Let me show you, he said, moving close behind her, leaning over her, cracking the book’s many-cracked spine, forcing its pages open. They smelled like smoke.
So much taller, his forearm thrust in front of her, nearly grazing her collarbone, or beneath it.
And she thought there could be nothing more private than the inside of the forearm, the tenderest of skin, the push and throb of one blue vein.
The way it arrowed to the soft center of his half-open palm.
Resting her fingers on that skin, helping him keep the book open, she watched as he turned to the most dog-eared page, its corner folded down.
She leaned close. It was dark, the hall was dark, the light covered with old kitchen grease like Vaseline gave everything a glow.
On the page was a line drawing of a tombstone (But I don’t just like it because there’s pictures, he’d said, winking) with words printed on it. They said:
Everything was beautiful and nothing hurt.
What does it mean? she asked.
But he just kept grinning, his arms turned out, open, the book splayed.
Like your heart, inside out, splayed.
Like he was saying, I’m giving you something. I’m giving you this.
But instead he said, Your hands are hot.
And she realized she was still touching both his arms, her fingertips resting on them, and she should have been embarrassed but wasn’t and didn’t know why.
But it was just a moment. It was just a moment. That was all.
And no one saw.
(Could Devon have seen?)
Later, as she was leaving, she spotted him one more time. He’d found Devon’s lei in the parking lot. She wanted to take it, but her arms were full of party favors.
I know, he said.
Nearly slipping on the glassy pavement, he draped it over Katie’s head.
Everything was beautiful and nothing hurt.
That was it, she realized now. She hadn’t put it together before, the contexts so distinct. The same words Katie had seen in Devon’s diary a month later. Like you write a boy’s favorite song lyric. The kind of thing you do in the first heat of infatuation.
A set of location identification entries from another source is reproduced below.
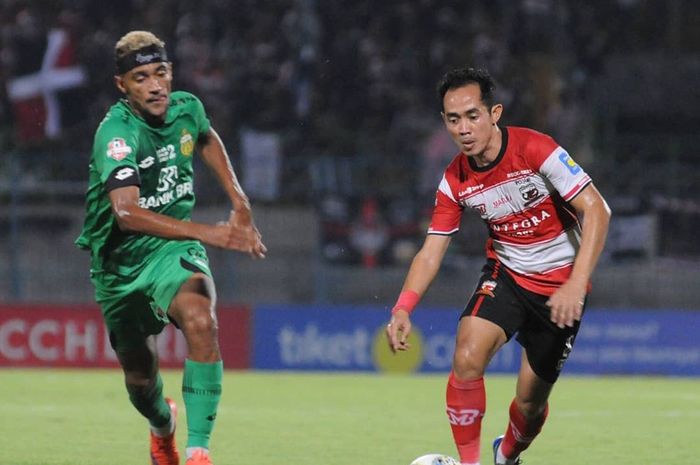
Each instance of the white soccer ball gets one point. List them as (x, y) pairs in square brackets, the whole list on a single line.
[(435, 459)]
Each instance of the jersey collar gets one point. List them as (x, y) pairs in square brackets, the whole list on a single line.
[(499, 157)]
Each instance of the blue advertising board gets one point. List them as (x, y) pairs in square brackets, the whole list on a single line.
[(352, 339)]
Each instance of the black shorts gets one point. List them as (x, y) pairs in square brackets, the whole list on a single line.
[(499, 299)]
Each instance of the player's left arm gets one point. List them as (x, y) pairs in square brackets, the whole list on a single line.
[(214, 154), (566, 303)]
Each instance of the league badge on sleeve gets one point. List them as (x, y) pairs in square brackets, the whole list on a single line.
[(117, 149), (569, 163), (186, 143)]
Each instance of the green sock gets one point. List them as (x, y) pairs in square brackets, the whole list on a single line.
[(149, 401), (201, 390)]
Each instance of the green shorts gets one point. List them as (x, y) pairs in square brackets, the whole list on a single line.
[(135, 306)]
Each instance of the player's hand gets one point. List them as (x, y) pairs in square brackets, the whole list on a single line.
[(566, 304), (397, 331), (244, 235)]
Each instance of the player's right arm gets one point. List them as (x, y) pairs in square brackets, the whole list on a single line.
[(423, 270), (132, 218), (446, 218)]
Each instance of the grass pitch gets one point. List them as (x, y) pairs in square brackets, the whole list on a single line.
[(69, 417)]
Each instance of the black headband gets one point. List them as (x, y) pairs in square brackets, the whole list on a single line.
[(143, 56)]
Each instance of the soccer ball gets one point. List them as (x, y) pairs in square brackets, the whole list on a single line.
[(435, 459)]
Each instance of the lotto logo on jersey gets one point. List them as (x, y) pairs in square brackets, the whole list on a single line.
[(569, 163), (117, 149)]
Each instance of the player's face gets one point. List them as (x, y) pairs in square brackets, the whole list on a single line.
[(469, 121), (147, 88)]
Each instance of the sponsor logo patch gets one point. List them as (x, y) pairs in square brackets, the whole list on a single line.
[(487, 288), (186, 143), (118, 149), (569, 163), (124, 173), (147, 162)]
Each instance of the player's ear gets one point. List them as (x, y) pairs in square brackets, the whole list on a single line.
[(496, 112), (119, 82)]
Or love. Or something.
“Drew,” she said into the phone. “I’m heading home now. I’ll be there in less than a minute.”
There was a noise on his end, like a seashell.
She remembered Drew explaining it to her once, that you’re not just hearing air. Part of what you’re hearing is yourself.
“Your blood even,” he’d said. “You’re hearing your own blood.”
I’m hearing my blood, she thought now.
“Drew, are you there? What’s all the noise? Are you outside?”
“Yeah,” his voice came, “I can see you.”
“What?” Her foot on the brakes, her eyes searched the road frantically.
“I can see you by the tall trees.”
And there he was, tramping up the low hill in front of her, his hood pulled tight, phone against his pink-thick face.
He was breathing hard into the phone, pressed so close.
I’m hearing my own blood, she thought, running out of the car. It’s roaring.
“Don’t be mad, Mom,” he kept saying. “It’s only nine blocks, just like you said.”
“Drew, that doesn’t matter,” she said, hands on his arms, her chest jerking. “You could’ve been run over. You could—”
“But I had to tell you.”
“Tell me what?”
“Dad called.”
“Why couldn’t you call or wait until I got back?”
“You were gone a long time.”
“I wasn’t gone a long time.”
“You were gone for eighty minutes.”
Eighty minutes. “Drew, something happened and—”
“And Dad called twice and said he was at Devon’s school. He sounded really weird. I never heard him sound like that.”
She looked at him.
“Drew, what did Dad say to you exactly?”
“He said they wouldn’t let him take Devon out of school and that it was your fault. And he wanted to know where you were.”